Il y a Simon, son amour
de jeunesse, avec qui, vingt ans après, la flamme, jamais éteinte,
renaît.
Il y a Paul, son frère,
tellement différent d'elle, mais avec qui elle partage les mystères
de l'enfance, la tolérance qu'impose le lien fraternel et le goût
pour les balades sur la lande par tous les temps.
Il y a Juliette, sa
fille, qui après tant d'années vient retrouver cette mère étrange
qui l'a abandonnée.
Il y a aussi tous les
autres, ami(e)s et voisin(e)s qui la côtoient, qui la connaissent…
de près, de loin.
Et il y a surtout la mer,
la lande, les falaises.
Alors que dire de Claire?
C'est une personne angoissée, qui ruissèle de sueur dès que
l'angoisse monte. Une mère qui a abandonné ses enfants. Une femme
aliénée par son amour de jeunesse. Une sœur fidèle et
protectrice. Une femme en rupture, en quête… mais, de quoi,
finalement?
Claire n'est finalement
qu'un prétexte pour Quignard. Il épingle et dissèque son
personnage juste pour nous montrer que les êtres humains que nous
sommes sont totalement en décalage avec les êtres humains que nous
pourrions être. Pourquoi ne pas laisser la douleur ou la joie
envahir nos corps, la nature faire symbiose avec nous, le temps
reprendre le rythme de nos rythmes? Voilà, ce que j'ai lu dans ce
roman là.
Côté style, Quignard
frôle la perfection. Les phrases sont économes. Le vocabulaire
d'une richesse infinie. Le style est précis, sobre, presque rigide…
De cette rigueur naît une émotion "vraie". De ce style
dépouillé naissent les images, les sensations, les émotions.
L'autre grande force de
Quignard, c'est de construire son récit en négatif. Etrangement,
malgré la précision du style, se dégage une part de mystère,
d'ombre, de flou. L'écrivain a une façon de "tourner autour du
pot", de raconter précisément des détails qui ne donnent pas
forcément un éclairage éclairant sur ses personnages. Tout est en
nuance, en décalage. Car finalement, qui connait Claire dans ce
roman?
La structure du roman en
témoigne : le personnage de Claire est "raconté" par ses
proches. C'est un roman choral où tout et tous se resserrent vers
elle… mais cette structure permet aussi de conserver ses zones
d'ombres et de mystères… réalité de notre quotidien en quelque
sorte… Peut-on vraiment comprendre les autres?
Quignard se situe à la
bonne distance pour nous donner à lire l'histoire d'une femme,
brisée par la vie, en rupture avec notre société, là où d'autres
en aurait fait une marginale, voire une folle.
Comme dans Villa
Amalia, Quignard choisit encore un personnage féminin, en
rupture avec "le monde" et ses conventions, en exil, qui
recherche, se perd, se retrouve, se reconstruit d'une manière hors
norme.

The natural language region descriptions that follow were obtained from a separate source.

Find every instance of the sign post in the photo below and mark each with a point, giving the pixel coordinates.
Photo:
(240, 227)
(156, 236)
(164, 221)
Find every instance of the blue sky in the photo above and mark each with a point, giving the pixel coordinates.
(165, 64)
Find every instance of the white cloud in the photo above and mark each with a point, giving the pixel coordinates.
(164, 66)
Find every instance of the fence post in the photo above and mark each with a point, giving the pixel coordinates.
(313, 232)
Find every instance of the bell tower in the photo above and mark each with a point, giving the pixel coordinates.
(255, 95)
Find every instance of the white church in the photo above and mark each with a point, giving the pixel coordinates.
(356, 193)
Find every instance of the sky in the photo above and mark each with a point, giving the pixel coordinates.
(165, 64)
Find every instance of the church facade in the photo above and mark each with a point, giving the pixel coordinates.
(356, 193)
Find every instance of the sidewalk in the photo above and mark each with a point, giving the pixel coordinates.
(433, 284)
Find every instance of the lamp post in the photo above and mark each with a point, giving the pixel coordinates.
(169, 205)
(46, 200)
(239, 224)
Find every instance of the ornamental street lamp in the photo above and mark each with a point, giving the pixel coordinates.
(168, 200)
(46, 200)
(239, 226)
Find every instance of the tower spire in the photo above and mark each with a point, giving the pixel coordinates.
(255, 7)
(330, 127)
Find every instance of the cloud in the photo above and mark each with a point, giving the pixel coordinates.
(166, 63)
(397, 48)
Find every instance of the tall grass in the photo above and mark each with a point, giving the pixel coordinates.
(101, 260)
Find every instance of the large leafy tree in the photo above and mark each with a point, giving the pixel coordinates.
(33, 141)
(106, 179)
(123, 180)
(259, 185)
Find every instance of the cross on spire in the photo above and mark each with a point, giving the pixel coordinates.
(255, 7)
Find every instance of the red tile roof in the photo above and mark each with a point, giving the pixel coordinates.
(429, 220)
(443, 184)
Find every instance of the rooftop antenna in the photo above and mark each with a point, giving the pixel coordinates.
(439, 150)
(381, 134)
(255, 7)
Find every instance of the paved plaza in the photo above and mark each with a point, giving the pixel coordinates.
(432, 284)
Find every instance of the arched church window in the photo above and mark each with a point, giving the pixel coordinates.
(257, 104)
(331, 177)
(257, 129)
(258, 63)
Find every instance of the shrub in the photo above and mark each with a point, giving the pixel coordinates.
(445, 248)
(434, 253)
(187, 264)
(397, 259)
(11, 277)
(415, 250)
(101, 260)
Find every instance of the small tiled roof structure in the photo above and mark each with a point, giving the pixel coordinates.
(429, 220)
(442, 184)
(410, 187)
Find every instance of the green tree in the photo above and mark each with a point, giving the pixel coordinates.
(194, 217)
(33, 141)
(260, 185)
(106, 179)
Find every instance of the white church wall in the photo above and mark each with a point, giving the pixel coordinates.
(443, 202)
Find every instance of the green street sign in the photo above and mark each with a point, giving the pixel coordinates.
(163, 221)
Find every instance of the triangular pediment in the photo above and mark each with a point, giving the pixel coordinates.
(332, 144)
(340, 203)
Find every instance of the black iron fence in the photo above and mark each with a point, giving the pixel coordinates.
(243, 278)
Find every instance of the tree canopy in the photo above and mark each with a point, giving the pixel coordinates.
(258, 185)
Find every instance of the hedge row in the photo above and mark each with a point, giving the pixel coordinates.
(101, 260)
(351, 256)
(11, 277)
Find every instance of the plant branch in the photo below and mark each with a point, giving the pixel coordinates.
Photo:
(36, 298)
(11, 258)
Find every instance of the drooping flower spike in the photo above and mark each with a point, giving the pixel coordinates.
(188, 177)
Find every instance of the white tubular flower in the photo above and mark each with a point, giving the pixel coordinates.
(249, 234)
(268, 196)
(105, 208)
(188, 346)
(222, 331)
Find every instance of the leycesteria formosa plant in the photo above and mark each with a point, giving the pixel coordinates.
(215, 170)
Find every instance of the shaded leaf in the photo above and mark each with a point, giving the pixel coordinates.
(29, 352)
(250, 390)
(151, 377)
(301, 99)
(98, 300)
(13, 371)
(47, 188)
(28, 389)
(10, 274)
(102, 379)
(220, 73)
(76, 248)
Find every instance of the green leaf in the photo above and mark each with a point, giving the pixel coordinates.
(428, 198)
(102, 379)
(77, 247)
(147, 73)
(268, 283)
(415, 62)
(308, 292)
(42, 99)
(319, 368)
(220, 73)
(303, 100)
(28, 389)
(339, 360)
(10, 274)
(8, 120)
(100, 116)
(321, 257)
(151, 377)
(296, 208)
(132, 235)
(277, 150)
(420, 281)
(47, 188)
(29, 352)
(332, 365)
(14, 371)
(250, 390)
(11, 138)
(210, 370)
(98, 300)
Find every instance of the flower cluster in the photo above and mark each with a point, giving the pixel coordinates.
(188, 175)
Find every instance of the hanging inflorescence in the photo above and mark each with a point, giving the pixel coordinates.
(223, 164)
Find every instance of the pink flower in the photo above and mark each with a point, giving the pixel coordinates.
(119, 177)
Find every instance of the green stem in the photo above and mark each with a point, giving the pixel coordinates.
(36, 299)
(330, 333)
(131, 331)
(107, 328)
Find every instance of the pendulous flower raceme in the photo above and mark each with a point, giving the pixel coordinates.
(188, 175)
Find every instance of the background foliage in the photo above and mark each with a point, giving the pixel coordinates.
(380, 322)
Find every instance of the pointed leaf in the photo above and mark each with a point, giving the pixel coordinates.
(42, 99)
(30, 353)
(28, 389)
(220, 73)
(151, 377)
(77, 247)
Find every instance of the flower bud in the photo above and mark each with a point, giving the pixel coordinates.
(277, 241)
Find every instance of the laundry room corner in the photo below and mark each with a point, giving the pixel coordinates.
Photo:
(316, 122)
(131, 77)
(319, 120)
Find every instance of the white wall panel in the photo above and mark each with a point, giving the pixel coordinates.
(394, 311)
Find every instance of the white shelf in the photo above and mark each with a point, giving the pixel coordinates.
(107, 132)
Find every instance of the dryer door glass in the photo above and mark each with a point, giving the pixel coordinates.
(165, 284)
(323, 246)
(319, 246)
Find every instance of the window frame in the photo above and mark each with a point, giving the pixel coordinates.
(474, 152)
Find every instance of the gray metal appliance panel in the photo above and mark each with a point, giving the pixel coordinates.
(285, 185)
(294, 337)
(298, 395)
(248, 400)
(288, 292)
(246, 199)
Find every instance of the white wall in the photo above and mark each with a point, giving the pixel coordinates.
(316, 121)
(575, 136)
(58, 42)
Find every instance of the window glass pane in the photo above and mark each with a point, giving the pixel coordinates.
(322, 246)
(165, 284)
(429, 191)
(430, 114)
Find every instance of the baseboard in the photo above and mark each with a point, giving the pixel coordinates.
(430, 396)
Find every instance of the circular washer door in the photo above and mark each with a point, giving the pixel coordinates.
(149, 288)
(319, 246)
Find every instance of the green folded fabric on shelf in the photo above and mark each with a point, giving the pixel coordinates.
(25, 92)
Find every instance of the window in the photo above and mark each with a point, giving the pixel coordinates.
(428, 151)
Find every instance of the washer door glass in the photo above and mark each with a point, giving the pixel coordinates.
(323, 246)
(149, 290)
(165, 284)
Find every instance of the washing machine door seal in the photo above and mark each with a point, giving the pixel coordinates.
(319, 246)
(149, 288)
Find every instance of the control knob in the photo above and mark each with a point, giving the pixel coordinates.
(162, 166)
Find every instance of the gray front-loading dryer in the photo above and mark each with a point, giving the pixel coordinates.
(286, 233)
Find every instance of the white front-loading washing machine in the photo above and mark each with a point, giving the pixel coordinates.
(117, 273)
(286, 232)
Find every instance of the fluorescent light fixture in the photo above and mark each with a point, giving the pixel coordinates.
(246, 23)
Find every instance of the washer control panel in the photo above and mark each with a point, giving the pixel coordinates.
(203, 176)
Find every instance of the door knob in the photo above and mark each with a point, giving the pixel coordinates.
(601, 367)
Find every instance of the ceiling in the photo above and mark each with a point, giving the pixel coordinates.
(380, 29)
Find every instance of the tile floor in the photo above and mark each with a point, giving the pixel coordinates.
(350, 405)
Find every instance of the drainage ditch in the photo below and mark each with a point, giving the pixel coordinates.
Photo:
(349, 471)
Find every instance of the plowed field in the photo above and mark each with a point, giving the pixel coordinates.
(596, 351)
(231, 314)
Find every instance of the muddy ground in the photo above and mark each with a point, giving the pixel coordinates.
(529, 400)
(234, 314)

La nature est encore présente. Elle est aidante, calmante,
salvatrice dans ce processus. Elle est un personnage en soi. Une
symbiose s'instaure entre ses personnages et cette nature là, peu à
peu. Le temps joue aussi un rôle déterminant dans cette union,
puisqu'en s'en affranchissant il semble possible de se le
réapproprier… différemment. Enfin, ce roman est un bel hymne à
l'amour. A l'amour tout court. Et à l'amour fraternel surtout. Car
c'est bel et bien avec son frère Paul que Claire entretient une
sorte de "relation élastique", qui, quoi qu'il arrive, les
unit et que rien ne peut ébranler. Voilà donc le canevas de ces «
solidarités mystérieuses ».
Chronique signée Gentille Pestouille
Les Solidarités mystérieuses, de Pascal Quignard, Gallimard, 2011, 272 p.